The Adventures of Tintin, which was filmed with motion-capture animation and released in 3D, seems to have all the right ingredients – a boy and his dog discover a clue to a mystery and embark on a globetrotting trek to solve it – but the movie fails to capture the magic that seems so effortless in other Spielberg films.

The boy is Tintin (Jamie Bell) and the clue is a cryptic piece of parchment concealed inside a model ship he bought secondhand from a street vendor. He might have known the purchase would spark trouble after a man named Ivan Sakharine (Daniel Craig) tries to buy the ship off Tintin. Sakharine needs only to utter a few words in Mr. Craig’s ominous, British drawl for us to know he’s the Bad Guy and Tintin wisely keeps the ship for himself, sensing an opportunity for adventure.

And how right he is! Before he knows it, Sakharine kidnaps him and he is onboard a real ship where he meets a drunken sea captain, Haddock (Andy Serkis). Haddock and Sakharine have a longstanding feud that is apparently news to Haddock; their ancestors were rival pirates and Sakharine’s relative cursed Haddock’s after the latter robbed him of his gold. Or something.

The plot details in these sorts of movies are more-or-less irrelevant as long the story takes our heroes from Land A to Land B and back again, which The Adventures of Tintin does. As it turns out, the parchment features as series of cryptic symbols along the bottom that can only be understood when read with two other notes, also hidden inside model ships. So we begin in Europe, where the first two ships are, then hop over to Morocco where the third is. The intervening trip involves travel by boat, plane and motorcycle and there is no shortage of dazzling animated action sequences.

So where does Tintin go wrong? To be honest, I’m at a bit of a loss to say but let’s start with the animation, which, on a surface level, is stunning. How an animator is able to recreate the look of a rainy street or the sun glistening off ocean waves in such a way that looks somehow better than the real thing, I’ll never know. The movie also looks great in 3D; the animation is crisp and sharp, and the added effect of the 3D is seamless.

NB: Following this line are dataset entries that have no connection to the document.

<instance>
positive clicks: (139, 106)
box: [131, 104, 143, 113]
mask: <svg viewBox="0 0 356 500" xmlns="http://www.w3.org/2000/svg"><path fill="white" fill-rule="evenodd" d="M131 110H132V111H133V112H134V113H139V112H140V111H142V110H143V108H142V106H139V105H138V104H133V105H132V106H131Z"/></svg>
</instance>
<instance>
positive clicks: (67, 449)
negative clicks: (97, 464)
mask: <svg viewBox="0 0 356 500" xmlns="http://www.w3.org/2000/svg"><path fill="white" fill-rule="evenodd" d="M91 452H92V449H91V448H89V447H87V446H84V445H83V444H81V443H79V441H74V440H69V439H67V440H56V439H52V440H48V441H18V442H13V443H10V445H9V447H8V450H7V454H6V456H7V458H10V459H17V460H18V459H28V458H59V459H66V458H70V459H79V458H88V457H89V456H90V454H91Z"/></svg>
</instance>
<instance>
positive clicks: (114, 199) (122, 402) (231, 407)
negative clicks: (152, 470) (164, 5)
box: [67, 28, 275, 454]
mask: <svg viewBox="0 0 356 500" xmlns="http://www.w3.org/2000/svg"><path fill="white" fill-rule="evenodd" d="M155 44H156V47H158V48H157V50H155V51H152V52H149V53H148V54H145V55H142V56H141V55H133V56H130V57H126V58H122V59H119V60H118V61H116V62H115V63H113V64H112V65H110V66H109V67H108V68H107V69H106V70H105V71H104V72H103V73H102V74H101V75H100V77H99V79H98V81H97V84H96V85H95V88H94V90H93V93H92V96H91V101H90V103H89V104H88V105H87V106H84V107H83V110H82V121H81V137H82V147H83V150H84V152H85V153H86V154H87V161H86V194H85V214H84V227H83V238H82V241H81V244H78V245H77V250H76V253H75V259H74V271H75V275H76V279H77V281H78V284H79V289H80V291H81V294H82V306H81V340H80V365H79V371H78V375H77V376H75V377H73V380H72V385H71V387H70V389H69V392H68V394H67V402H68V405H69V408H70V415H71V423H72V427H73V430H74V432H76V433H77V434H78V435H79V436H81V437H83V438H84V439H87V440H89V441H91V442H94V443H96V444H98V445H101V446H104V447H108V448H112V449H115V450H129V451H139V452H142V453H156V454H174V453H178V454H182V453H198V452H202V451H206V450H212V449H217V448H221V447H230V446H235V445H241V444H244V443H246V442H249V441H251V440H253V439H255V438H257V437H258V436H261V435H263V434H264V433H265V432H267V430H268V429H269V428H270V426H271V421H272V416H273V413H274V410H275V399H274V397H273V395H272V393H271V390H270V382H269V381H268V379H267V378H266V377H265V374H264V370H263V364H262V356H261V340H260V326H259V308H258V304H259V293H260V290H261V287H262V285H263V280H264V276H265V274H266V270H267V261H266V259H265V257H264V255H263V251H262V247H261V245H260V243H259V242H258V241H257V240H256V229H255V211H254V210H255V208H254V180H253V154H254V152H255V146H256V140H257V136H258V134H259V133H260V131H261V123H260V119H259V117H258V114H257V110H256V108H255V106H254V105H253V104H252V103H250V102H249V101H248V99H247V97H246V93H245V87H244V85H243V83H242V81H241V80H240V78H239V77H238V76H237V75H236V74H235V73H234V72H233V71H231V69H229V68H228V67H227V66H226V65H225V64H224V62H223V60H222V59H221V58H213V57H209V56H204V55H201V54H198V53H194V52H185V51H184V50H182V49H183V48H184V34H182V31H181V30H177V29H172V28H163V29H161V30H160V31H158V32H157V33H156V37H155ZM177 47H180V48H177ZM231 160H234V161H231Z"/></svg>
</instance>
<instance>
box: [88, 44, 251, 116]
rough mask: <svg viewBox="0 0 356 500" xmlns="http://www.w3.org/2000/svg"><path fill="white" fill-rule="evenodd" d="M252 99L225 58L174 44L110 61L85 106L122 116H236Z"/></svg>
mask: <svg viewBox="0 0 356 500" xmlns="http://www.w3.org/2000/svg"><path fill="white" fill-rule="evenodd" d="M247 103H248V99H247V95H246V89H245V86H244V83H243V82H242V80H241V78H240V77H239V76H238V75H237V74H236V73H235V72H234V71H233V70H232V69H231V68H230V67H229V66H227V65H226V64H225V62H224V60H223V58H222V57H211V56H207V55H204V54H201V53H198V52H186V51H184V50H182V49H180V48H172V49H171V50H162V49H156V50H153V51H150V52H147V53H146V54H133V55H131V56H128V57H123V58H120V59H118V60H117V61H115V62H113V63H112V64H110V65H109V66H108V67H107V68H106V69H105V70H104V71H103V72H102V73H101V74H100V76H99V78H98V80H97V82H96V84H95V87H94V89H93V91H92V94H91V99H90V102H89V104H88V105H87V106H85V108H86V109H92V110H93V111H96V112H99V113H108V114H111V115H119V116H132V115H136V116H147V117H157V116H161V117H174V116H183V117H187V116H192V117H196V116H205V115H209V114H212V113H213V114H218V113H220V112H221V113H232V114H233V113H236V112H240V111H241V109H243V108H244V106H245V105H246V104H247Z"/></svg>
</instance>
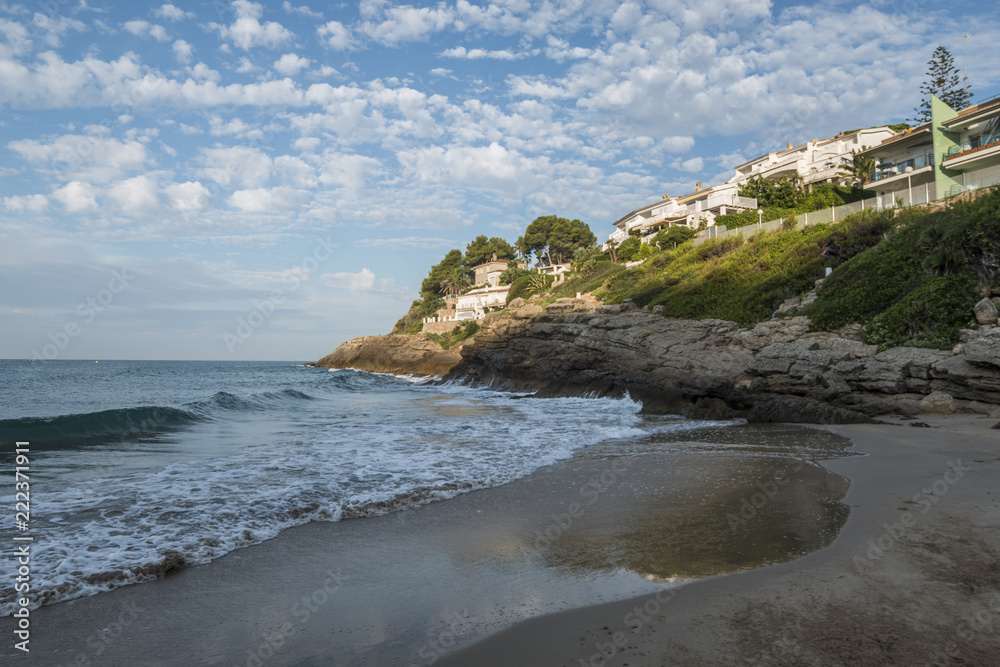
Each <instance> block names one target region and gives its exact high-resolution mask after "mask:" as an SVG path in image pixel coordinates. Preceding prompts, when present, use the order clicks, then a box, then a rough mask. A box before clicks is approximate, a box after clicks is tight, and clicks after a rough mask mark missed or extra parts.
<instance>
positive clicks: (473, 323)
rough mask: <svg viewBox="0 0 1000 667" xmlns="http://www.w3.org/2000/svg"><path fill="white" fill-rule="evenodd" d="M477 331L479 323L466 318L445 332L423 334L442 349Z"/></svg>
mask: <svg viewBox="0 0 1000 667" xmlns="http://www.w3.org/2000/svg"><path fill="white" fill-rule="evenodd" d="M477 333H479V324H478V323H477V322H476V321H475V320H467V321H465V322H463V323H462V324H456V325H455V328H454V329H452V330H451V331H449V332H448V333H446V334H424V335H425V336H427V337H428V338H430V339H431V340H432V341H434V342H435V343H437V344H438V345H440V346H441V349H442V350H447V349H449V348H450V347H451V346H452V345H454V344H455V343H459V342H461V341H463V340H465V339H466V338H471V337H472V336H475V335H476V334H477Z"/></svg>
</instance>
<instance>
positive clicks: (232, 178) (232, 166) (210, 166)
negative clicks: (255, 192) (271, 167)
mask: <svg viewBox="0 0 1000 667" xmlns="http://www.w3.org/2000/svg"><path fill="white" fill-rule="evenodd" d="M202 155H203V166H202V168H201V169H199V170H198V174H199V175H200V176H201V177H203V178H205V179H206V180H208V181H211V182H213V183H216V184H218V185H221V186H222V187H230V186H231V185H232V184H239V185H242V186H243V187H244V188H256V187H260V186H262V185H263V184H264V183H265V182H266V181H267V179H268V178H269V177H270V176H271V158H270V157H268V156H267V155H266V154H265V153H263V152H262V151H261V150H260V149H258V148H253V147H250V146H233V147H229V148H206V149H202Z"/></svg>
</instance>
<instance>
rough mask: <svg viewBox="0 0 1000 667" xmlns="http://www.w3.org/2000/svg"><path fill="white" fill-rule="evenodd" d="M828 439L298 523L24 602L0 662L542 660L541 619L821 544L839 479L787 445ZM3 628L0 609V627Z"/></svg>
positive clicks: (651, 446) (624, 463) (595, 473)
mask: <svg viewBox="0 0 1000 667" xmlns="http://www.w3.org/2000/svg"><path fill="white" fill-rule="evenodd" d="M718 442H724V443H727V444H725V445H724V446H720V445H718V444H713V443H718ZM845 444H846V441H844V440H843V439H842V438H839V437H834V436H831V435H830V434H827V433H823V432H818V431H815V430H809V429H801V428H798V427H787V426H743V427H736V428H719V429H714V430H707V431H696V432H692V433H688V434H682V435H678V436H675V437H674V438H673V439H672V440H671V439H670V438H667V439H665V440H662V439H655V438H654V439H651V440H649V441H642V442H617V443H609V444H607V445H602V446H598V447H593V448H589V449H587V450H584V451H583V452H581V453H580V454H579V455H578V456H576V457H574V458H573V459H571V460H569V461H565V462H562V463H558V464H556V465H553V466H550V467H547V468H544V469H541V470H539V471H537V472H536V473H534V474H532V475H530V476H529V477H526V478H524V479H522V480H518V481H517V482H514V483H511V484H508V485H505V486H502V487H497V488H493V489H488V490H484V491H478V492H474V493H470V494H466V495H463V496H459V497H457V498H454V499H451V500H447V501H443V502H436V503H432V504H429V505H425V506H422V507H419V508H416V509H412V510H407V511H403V512H395V513H393V514H389V515H385V516H380V517H373V518H367V519H360V520H349V521H343V522H340V523H313V524H308V525H305V526H300V527H298V528H295V529H292V530H288V531H285V532H284V533H282V534H281V535H279V536H278V537H277V538H275V539H273V540H269V541H267V542H265V543H263V544H260V545H256V546H254V547H249V548H246V549H242V550H239V551H236V552H233V553H231V554H229V555H227V556H225V557H223V558H221V559H219V560H217V561H215V562H213V563H210V564H208V565H205V566H200V567H192V568H185V569H182V570H180V571H178V572H176V573H174V574H170V575H168V576H166V577H165V578H163V579H160V580H157V581H152V582H148V583H143V584H139V585H133V586H127V587H124V588H120V589H117V590H114V591H110V592H108V593H102V594H100V595H97V596H94V597H90V598H86V599H81V600H77V601H73V602H69V603H64V604H56V605H48V606H45V607H42V608H40V609H37V610H35V611H34V612H32V615H31V623H32V625H31V644H30V647H31V653H30V655H28V656H24V655H22V654H20V653H17V652H15V651H14V650H13V648H12V646H11V644H12V642H11V643H6V644H5V645H4V646H3V647H2V648H0V662H2V663H3V664H25V665H58V664H66V665H70V664H81V665H129V666H133V665H254V666H257V665H363V664H367V665H428V664H438V663H440V659H441V658H442V657H443V656H445V655H446V654H449V653H452V652H454V651H455V650H456V649H461V648H462V647H466V646H469V645H471V644H473V643H474V642H475V641H477V640H484V641H486V642H490V641H495V638H502V637H507V639H503V640H502V641H503V642H505V643H506V642H510V641H511V639H510V636H511V635H509V634H508V633H509V632H515V633H517V632H527V633H528V634H527V635H524V636H525V637H535V636H536V635H534V634H532V633H534V632H535V630H534V629H533V628H542V629H543V630H542V631H541V635H537V636H538V637H545V640H544V646H541V645H535V644H532V643H526V642H525V643H522V640H521V639H520V636H518V638H516V639H514V640H513V641H514V642H515V643H518V646H517V648H518V649H519V650H524V651H525V652H526V655H527V656H529V658H527V660H528V661H529V662H531V661H534V663H535V664H557V663H555V662H552V659H553V658H552V656H553V655H556V654H558V655H559V656H563V655H564V654H565V655H567V656H568V655H569V654H570V653H571V651H569V649H570V648H575V646H574V645H573V644H574V642H578V640H577V639H576V638H575V635H578V634H580V633H581V632H582V633H584V636H586V633H587V632H588V628H590V626H589V625H587V623H589V621H590V620H591V619H590V617H588V616H584V617H582V618H583V621H584V623H583V624H579V623H577V621H571V622H570V623H569V625H561V626H559V628H561V629H557V630H555V631H550V630H548V629H544V628H546V627H547V624H548V623H550V622H551V621H552V619H559V618H563V616H560V615H552V614H553V612H560V611H561V610H570V609H582V612H583V613H585V614H586V613H597V614H598V615H599V614H601V613H603V612H601V611H595V610H603V609H608V608H607V607H605V606H602V605H604V604H605V603H608V602H612V601H620V600H624V599H628V598H631V597H634V596H637V595H642V596H647V597H648V596H650V595H655V594H657V593H660V594H661V595H662V594H663V593H662V592H663V591H673V590H680V591H681V592H683V591H685V590H687V588H688V586H685V585H681V586H680V588H678V586H679V585H680V584H681V582H685V581H691V580H693V579H699V578H705V577H708V576H712V575H719V574H723V573H726V572H738V571H745V570H752V569H753V568H759V567H761V566H763V565H766V564H769V563H774V562H780V561H787V560H791V559H794V558H798V557H800V556H801V555H802V554H804V553H808V552H811V551H813V550H815V549H819V548H821V547H823V546H824V545H827V544H829V543H830V542H832V541H833V540H834V539H835V538H836V535H837V534H838V532H839V530H840V528H841V526H842V525H843V524H844V521H845V520H847V512H846V508H845V506H844V505H843V504H842V503H840V502H839V500H838V499H839V498H841V497H842V496H843V495H844V493H845V492H846V491H847V482H846V479H845V478H844V477H842V476H841V475H838V474H834V473H831V472H830V471H829V470H827V469H826V468H824V467H821V466H819V465H813V464H803V463H801V461H798V460H796V459H794V458H788V456H792V455H798V456H803V455H805V456H811V457H813V458H817V459H825V458H829V457H830V456H838V455H842V454H843V448H844V446H845ZM785 454H787V456H785ZM854 460H856V461H860V460H862V459H861V458H860V457H856V458H855V459H854ZM841 462H842V461H841V460H836V461H833V463H837V464H839V463H841ZM826 463H830V462H826ZM751 573H752V572H751ZM708 581H711V580H708ZM697 585H700V584H695V586H697ZM680 595H681V593H678V596H677V597H678V598H680ZM525 619H536V620H535V621H533V622H529V625H523V624H522V625H518V623H520V622H521V621H523V620H525ZM530 623H534V624H535V625H532V624H530ZM607 624H608V623H604V622H602V623H601V626H603V625H607ZM601 626H598V628H597V629H600V627H601ZM12 630H13V619H11V618H5V619H0V633H3V634H4V635H5V636H8V637H10V636H12ZM553 633H555V634H553ZM571 635H572V636H574V639H573V641H572V642H571V641H569V638H570V636H571ZM560 638H562V639H565V641H566V642H569V643H568V644H565V642H564V644H565V645H560V643H559V639H560ZM531 641H541V640H540V639H537V640H531ZM482 646H486V644H479V645H477V646H473V647H472V650H481V647H482ZM508 648H510V646H508ZM487 651H488V652H491V651H492V649H487ZM546 651H549V652H548V653H546ZM567 659H568V658H567ZM557 660H563V658H558V659H557ZM523 661H524V660H523V659H522V658H517V659H516V661H514V662H508V663H505V664H517V662H523ZM479 662H482V659H481V658H479V657H475V658H470V659H467V658H459V662H458V664H477V663H479ZM497 664H504V663H503V661H501V662H500V663H497ZM572 664H577V662H576V661H573V662H572ZM632 664H636V663H634V662H633V663H632Z"/></svg>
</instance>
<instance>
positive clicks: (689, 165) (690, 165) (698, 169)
mask: <svg viewBox="0 0 1000 667" xmlns="http://www.w3.org/2000/svg"><path fill="white" fill-rule="evenodd" d="M704 167H705V161H704V160H703V159H702V158H700V157H693V158H691V159H690V160H683V161H680V162H677V163H675V168H676V169H680V170H681V171H690V172H694V173H697V172H699V171H701V170H702V169H703V168H704Z"/></svg>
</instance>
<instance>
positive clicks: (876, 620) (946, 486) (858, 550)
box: [440, 415, 1000, 666]
mask: <svg viewBox="0 0 1000 667" xmlns="http://www.w3.org/2000/svg"><path fill="white" fill-rule="evenodd" d="M924 421H925V422H927V423H929V424H930V426H931V428H912V427H908V426H907V424H908V423H909V422H897V424H898V425H890V424H885V425H883V424H859V425H841V426H826V427H823V428H824V430H827V431H829V432H832V433H836V434H839V435H843V436H846V437H849V438H851V440H852V441H853V442H854V444H855V447H856V448H857V449H859V450H861V451H864V452H865V453H866V454H867V455H868V456H866V457H863V458H862V457H859V458H844V459H836V460H831V461H826V462H825V463H824V465H826V466H828V467H829V468H830V469H831V470H834V471H836V472H839V473H840V474H844V475H846V476H847V477H848V478H849V479H850V480H851V487H850V489H849V491H848V493H847V495H846V496H845V498H844V502H846V503H848V504H849V505H850V506H851V508H852V511H851V516H850V518H849V519H848V522H847V524H846V525H845V526H844V527H843V529H842V530H841V531H840V533H839V535H838V536H837V539H836V540H835V541H834V542H833V544H831V545H830V546H829V547H827V548H825V549H822V550H820V551H817V552H814V553H812V554H809V555H807V556H804V557H803V558H800V559H798V560H795V561H792V562H790V563H783V564H778V565H773V566H771V567H767V568H763V569H759V570H753V571H749V572H742V573H737V574H733V575H728V576H723V577H716V578H712V579H709V580H705V581H699V582H694V583H691V584H688V585H686V586H683V587H681V588H680V589H678V590H677V592H676V594H675V595H666V594H660V595H659V596H656V595H654V596H644V597H639V598H633V599H631V600H625V601H621V602H614V603H608V604H606V605H599V606H591V607H586V608H582V609H575V610H569V611H566V612H561V613H558V614H551V615H548V616H545V617H541V618H536V619H532V620H529V621H525V622H523V623H520V624H518V625H516V626H514V627H512V628H509V629H508V630H506V631H504V632H501V633H498V634H496V635H494V636H492V637H489V638H487V639H485V640H482V641H480V642H477V643H476V644H474V645H472V646H470V647H468V648H466V649H463V650H461V651H458V652H457V653H455V654H452V655H451V656H448V657H447V658H446V659H445V660H443V661H441V663H440V664H441V665H445V666H447V665H463V664H477V665H509V664H521V665H573V666H576V665H594V666H596V665H607V666H610V665H632V666H634V665H663V664H683V665H702V664H705V665H709V664H749V665H758V664H759V665H771V664H789V665H791V664H795V665H799V664H814V665H834V664H845V663H847V664H866V665H868V664H872V665H879V664H912V665H916V664H929V665H939V664H941V665H946V664H1000V636H998V633H996V628H997V627H998V626H1000V531H998V530H997V528H1000V503H998V500H1000V490H998V488H997V486H996V485H995V481H996V480H997V479H1000V475H998V473H1000V438H998V437H997V435H996V434H995V433H994V432H993V430H992V426H993V423H994V422H993V420H992V419H988V418H984V417H974V416H973V417H970V416H965V415H948V416H944V415H926V416H924ZM643 614H645V615H643ZM643 619H645V620H643ZM637 624H638V625H637Z"/></svg>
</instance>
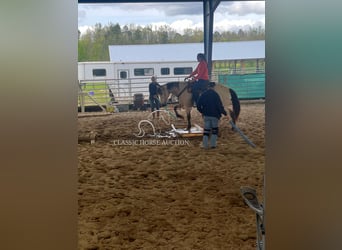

But the inhabitants of this digital world have an odd quality about them. Because the actual physical performances of actors are being used through motion-capture, the characters of Tintin move like real people. Yet they remain cartoonish; they have big heads, exaggerated features and curvy, rubbery bodies. The strangeness of this look is especially noticeable in the film’s comedy, which is mostly broad and slapstick. The antics of a pair of bumbling coppers (Simon Pegg and Nick Frost) are limited by the use of real actors. They appear to be cartoon characters but because their bodies have none of the elasticity of say, Wild E. Coyote when he steps off a cliff, their movements appear curiously stiff.

This creepy middle ground between animated people and the real thing kept the movie at a distance for me. A scene such as a motorcycle chase through a Moroccan town, shown in one long take, is breathtaking but also not as exciting as it should be. There is too much of a sense that these are pixels being cleverly manipulated to look like buildings, boats and boy who ducks and dives between them. The movie is visually impressive but only superficially so.

The failings of The Adventures of Tintin are not so great as to shake my faith in Mr. Spielberg’s talent, but the movie does make me realize how much I take for granted the action movies of his that do work. My inner child is always eager to escape into a movie and who knows, maybe Tintin’s next adventure will allow him to do so.